Hooray--it worked! Thank you guys so much for your help.

--Sarah

RadiationWatch said...

Using meta refresh may incur a penalty from Google, since it's a commonly used tactic by spam sites. Some info here:

http://www.seobook.com/archives/000297.shtml

(also try searching for 'meta refresh Google penalty')

I'm not really sure if the 5 second delay they suggest avoids the penalty, but if you want to try that, change the 0 in content="0 to 5 or higher.

(301 'permanent' redirects are really best, but it's not possible to do with Blogger, Typepad or other hosted blog sites where you can't access the server.)
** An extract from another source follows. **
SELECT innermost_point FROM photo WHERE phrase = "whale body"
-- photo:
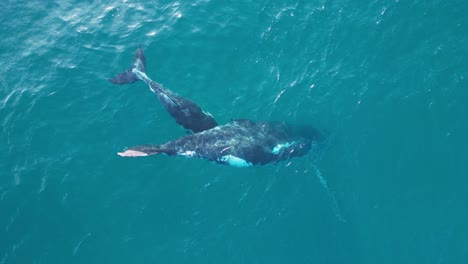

I recently moved my site also, but I've left the physical pages up there with a link to the moved page URL.

Julie said...

You mentioned that you don't have problems uploading photos now, as you did with blogger. I also use Go Daddy, but with the blogger software. Do you still use blogger, or did you build the website yourself? How do you upload photoes now, and how is that different from before? I too, have rudimentary technical skills...thanks!

Sarah Kiino said...

I stopped using Blogger altogether. I use GoDaddy's "Quick Blog," which has ready-to-use templates just like Blogger for the technically challenged like us.

Uploading the photos isn't all that different--it's just as easy as with Blogger, but in my experience, it works more consistently.

The only problem is Quick Blog doesn't automatically resize the photos, so you need to set your camera to the smallest setting and may need to manipulate the pictures a bit when creating your entry. Or I think if you have Photoshop, which I don't, you can resize them with that.